Der Kunstverein Braunschweig präsentierte in der Studiogalerie in zwei Gruppenausstellungen stellvertretend künstlerische Positionen. Im ersten Teil wurden Arbeiten gezeigt, die die Rahmenbedingungen von Kunst thematisieren.
In der Arbeit Sammlung Markus Hahn präsentiert der Künstler Markus Hahn seine Sammlung. Er eignet sich einzelne Schließfächer öffentlicher Institutionen an, besetzt und verschließt diese und behält die Schlüssel. Hahns Sammlung besteht also aus Schlüsseln, die den Zugriff auf Schließfächer verwalten. Er untersucht damit die dem System Sammeln inhärenten Aspekte von Selbsterweiterung, Leidenschaft und Macht. In einer ökonomischen Welt bedeutet Sammeln den Erwerb eines Objekts, doch gerade darauf verzichtet der Künstler. Da er keine Lizenz für die dauerhafte Inanspruchnahme der Schließfächer erwirbt, bleiben die Schließfächer wie auch deren Nutzungsrechte im Besitz der Institutionen. Hahns illegale Besetzung, die über die gewährte Eintagesnutzung hinausgeht, bleibt solange bestehen, bis die „feindliche“ Übernahme den Institutionen auffällt.

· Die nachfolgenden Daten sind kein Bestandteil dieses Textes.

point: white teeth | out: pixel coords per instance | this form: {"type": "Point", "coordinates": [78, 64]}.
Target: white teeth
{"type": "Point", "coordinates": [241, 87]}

Die Schließfächer selbst bespielt Hahn in unterschiedlichster Weise. In einem Schließfach des Kunsthauses Graz lagert er zum Beispiel Arbeitsmaterial für eine fiktive Ausstellung, in einem der Akademie der bildenden Künste Wien erstellt er eine Bibliothekserweiterung mit Büchern aus seinem eigenen Besitz und in einem Schließfach des Leopold Museums in Wien kuratiert er eine Ausstellung mit Modellen des Bildhauers Heiko Börner.
In der Ausstellung in Braunschweig sind ein Schlüsselkasten mit den verschiedenen Schließfachschlüsseln und mehrere kleine Fotografien ausgestellt. Die Objekte sind Referenzen, die auf die eigentliche Arbeit der okkupierten Schließfächer verweisen, und die Fotografien dokumentieren deren Inhalt.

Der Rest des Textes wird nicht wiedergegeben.